本作は休載の理由が明らかになっておらず、ファンの間では「休載してからもう12年経つなんて」「私が死ぬまでに完結してくれ」と休載を嘆く声も少なくありません。CLAMP先生は本作以外にも『X』など休載中の作品があり、連載再開へのハードルは高そうです。
2024年より全国を巡回している原画展では、『GATE 7』の原画が展示されているほか、新規のグッズも販売されており、X(旧:Twitter)ではよりいっそう連載再開への思いを募らせた、読者の声も出ていました。
●『きるる KILL ME』
2020年に「少年ジャンプ+」で連載が始まった『きるる KILL ME』は、『プリティフェイス』や『エム×ゼロ』で知られる叶恭弘先生による人気マンガです。
物語は日本屈指の大企業の御曹司「碧音持(あおい ねも)」が、ひと目惚れしたヒロインで殺し屋の「赤海きるる」に会うため、自らの暗殺を依頼するところから始まります。闇社会に生きる殺し屋のきるるが、碧にペースを乱されながら無自覚に色仕掛けをしてしまう……といった叶先生らしいお色気要素もあるラブコメ作品です。
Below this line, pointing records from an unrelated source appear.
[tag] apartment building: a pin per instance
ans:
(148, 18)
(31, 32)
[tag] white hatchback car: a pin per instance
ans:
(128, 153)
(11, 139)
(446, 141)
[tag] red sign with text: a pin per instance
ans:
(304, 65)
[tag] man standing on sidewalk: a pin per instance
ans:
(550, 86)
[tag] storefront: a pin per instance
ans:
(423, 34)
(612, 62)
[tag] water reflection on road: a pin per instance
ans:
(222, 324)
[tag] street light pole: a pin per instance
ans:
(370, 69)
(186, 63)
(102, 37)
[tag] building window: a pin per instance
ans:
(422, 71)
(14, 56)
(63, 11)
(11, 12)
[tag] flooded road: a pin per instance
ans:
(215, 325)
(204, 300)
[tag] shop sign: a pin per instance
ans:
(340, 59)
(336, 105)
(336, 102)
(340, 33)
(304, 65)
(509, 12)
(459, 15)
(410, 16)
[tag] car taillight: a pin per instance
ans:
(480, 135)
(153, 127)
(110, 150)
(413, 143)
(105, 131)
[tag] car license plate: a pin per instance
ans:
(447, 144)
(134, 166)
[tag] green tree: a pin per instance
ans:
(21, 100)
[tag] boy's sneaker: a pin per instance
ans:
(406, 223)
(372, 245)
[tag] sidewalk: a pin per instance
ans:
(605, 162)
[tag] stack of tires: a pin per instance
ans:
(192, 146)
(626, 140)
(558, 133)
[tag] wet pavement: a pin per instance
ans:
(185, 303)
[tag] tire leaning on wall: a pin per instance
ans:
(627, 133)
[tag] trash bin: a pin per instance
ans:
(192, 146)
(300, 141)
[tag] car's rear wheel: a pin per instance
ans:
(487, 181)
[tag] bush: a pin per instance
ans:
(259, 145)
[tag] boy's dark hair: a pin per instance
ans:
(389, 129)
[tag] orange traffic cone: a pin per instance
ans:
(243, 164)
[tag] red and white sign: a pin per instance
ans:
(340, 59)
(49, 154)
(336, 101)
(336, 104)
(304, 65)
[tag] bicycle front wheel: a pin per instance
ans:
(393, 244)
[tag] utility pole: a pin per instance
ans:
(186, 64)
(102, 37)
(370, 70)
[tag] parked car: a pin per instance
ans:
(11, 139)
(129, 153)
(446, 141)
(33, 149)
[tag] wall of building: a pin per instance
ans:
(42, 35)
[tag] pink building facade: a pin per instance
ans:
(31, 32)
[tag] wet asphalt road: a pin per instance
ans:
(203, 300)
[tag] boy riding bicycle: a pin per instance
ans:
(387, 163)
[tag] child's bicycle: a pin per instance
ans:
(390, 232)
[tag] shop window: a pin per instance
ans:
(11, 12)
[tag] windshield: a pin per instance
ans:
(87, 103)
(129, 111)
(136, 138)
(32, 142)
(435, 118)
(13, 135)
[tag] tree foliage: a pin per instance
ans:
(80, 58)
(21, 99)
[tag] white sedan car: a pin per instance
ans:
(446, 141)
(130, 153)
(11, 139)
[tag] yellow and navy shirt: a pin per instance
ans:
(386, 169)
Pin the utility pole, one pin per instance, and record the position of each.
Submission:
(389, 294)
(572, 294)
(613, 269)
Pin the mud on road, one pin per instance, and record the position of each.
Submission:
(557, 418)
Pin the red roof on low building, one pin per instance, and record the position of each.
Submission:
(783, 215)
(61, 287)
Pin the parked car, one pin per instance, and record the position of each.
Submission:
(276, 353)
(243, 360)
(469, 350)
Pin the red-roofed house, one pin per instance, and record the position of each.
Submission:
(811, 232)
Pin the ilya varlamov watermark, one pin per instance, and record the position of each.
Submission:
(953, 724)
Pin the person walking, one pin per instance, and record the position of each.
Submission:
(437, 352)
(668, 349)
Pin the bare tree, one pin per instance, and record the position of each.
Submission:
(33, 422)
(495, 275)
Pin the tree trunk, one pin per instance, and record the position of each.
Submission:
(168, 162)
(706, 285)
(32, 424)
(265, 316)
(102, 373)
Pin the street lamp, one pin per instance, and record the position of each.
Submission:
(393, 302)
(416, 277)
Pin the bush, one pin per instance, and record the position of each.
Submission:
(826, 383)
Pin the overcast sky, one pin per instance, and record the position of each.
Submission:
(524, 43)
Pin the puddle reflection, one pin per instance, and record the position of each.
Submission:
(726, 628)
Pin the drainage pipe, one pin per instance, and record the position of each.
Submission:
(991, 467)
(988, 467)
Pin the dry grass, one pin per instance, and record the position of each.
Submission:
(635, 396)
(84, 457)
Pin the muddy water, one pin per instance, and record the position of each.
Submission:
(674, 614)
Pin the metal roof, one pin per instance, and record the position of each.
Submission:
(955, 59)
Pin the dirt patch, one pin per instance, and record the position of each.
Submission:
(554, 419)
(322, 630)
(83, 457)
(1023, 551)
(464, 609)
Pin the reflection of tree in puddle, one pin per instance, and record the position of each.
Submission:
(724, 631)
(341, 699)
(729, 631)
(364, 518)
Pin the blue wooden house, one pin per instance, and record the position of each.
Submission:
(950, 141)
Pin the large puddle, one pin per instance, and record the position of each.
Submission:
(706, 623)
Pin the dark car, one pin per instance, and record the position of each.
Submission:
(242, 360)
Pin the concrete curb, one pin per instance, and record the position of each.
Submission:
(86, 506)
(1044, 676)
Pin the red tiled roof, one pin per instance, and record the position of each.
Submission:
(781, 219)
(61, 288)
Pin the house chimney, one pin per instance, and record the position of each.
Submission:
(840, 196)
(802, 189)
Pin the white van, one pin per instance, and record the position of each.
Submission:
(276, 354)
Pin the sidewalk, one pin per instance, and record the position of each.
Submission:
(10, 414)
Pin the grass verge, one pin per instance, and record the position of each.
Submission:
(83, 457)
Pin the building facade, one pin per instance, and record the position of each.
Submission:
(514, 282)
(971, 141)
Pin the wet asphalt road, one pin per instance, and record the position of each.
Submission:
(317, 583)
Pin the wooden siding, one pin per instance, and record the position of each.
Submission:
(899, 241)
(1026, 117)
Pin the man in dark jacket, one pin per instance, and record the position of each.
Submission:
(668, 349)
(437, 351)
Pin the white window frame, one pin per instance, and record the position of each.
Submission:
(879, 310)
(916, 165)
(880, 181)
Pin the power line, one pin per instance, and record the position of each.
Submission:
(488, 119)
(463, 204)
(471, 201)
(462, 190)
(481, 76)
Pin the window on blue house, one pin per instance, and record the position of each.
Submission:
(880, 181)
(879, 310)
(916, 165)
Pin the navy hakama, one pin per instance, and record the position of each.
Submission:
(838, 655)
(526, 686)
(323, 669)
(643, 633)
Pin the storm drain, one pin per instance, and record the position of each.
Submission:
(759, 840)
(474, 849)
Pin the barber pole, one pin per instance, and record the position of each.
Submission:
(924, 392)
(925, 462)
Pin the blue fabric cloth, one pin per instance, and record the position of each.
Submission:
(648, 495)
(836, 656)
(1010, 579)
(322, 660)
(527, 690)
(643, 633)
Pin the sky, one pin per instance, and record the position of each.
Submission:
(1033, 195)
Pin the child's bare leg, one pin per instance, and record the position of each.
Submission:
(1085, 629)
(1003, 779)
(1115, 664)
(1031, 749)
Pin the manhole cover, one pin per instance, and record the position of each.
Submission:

叶先生の作品は美麗な絵柄やかわいい女性キャラに定評がありますが、本人も認めるほどの遅筆ゆえに、これまでの作品も連載期間はあまり長くありません。
本作は2022年に突如休載することが発表され、現在も詳細が分からないまま休載が続いています。SNSでは「こんな終わり方になるのは残念」「もしも連載続いてたらアニメ化してそうなのに惜しい」と連載再開を待ち望む声も多く出ていますが、今後どうなるのでしょうか。